SMCMAD submitted a formal application for the annexation to LAFCo on January 21, 2003. Negotiations took place involving SMCMAD, the cities, the County and LAFCO. Such negotiations considered tax consequences in the newly annexed areas which would involve 1) a $3.74 annual parcel tax, equal to that imposed on owners presently within the District, and 2) allocation to the District of a portion of the one percent assessed value (AV) tax. Both subventions would increase SMCMAD revenue by approximately $335,000 from parcel tax proceeds and $400,000 from the AV allocations. The increased tax revenue would fund the cost of six new employees required to service newly annexed areas.

Findings:

SMCMAD has stated that the annexation needs to conclude quickly so that the new staff can be hired and trained to be ready for the mosquito breeding season beginning this spring. No city or other areas, including unincorporated areas in the County, has formally opposed annexation, with the sole exception of Daly City. However, several cities have raised questions as to costs that would result from inclusion in the annexed area.

Daly City has refused to approve annexation. Daly City in its Council resolution stated that the annual costs of annexation would involve the transfer of $91,000 of City property taxes to the District and a further payment of $120,000 in parcel taxes. Daly City has stated it does not intend to agree to any transfer of property taxes or imposition of assessments on its owners and residents and has asked SMCMAD to delete its name from the resolution requesting annexation and the LAFCo application.

In a letter dated January 22, 2003, SMCMAD's Manager stated that while SMCMAD has a contractual abatement agreement with Daly City for the Mussel Rock area expiring June 30, 2003, SMCMAD would be unable to provide further services to Daly City on a contractual basis after that date.

Daly City has previously contracted for SMCMAD services, including responding to residents' complaints, mosquito surveillance and preventative and control measures at catch basins, vaults, waste water facilities, freshwater and salt marshes and residences, as well as overall monitoring and disease control including the use of sentinel flocks of chickens and dissemination of public information.

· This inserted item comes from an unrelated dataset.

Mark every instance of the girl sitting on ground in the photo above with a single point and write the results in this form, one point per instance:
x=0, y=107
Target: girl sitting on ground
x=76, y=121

It is SMCMAD's position that many if not all of these programs will be discontinued if Daly City is not annexed to the District. SMCMAD has performed significant preventative measures in significant areas of mosquito infestation within Daly City, including coast side, lands adjacent to San Francisco Bay, near Lake Merced, golf courses and storm drainage from Junipero Serra Boulevard and in the vicinity of the Cow Palace.

Conclusions:

San Mateo County does not have a comprehensive countywide vector control program. To mount an effective campaign against the outbreak of further cases of West Nile Virus within San Mateo County, SMCMAD needs to conduct county-wide monitoring, surveillance, and treatment; and to provide public information and education. To be successful, SMCMAD needs the full legal power and authority, financial capacity, staffing, and public support.


Recommendations:

1. LAFCo should expedite the proposed annexation of the currently unannexed portions of the County by SMCMAD.

2. The City of Daly City must join SMCMAD before the expiration of its current contract for vector control to not only protect its residents but to enable SMCMAD to take effective countywide measures.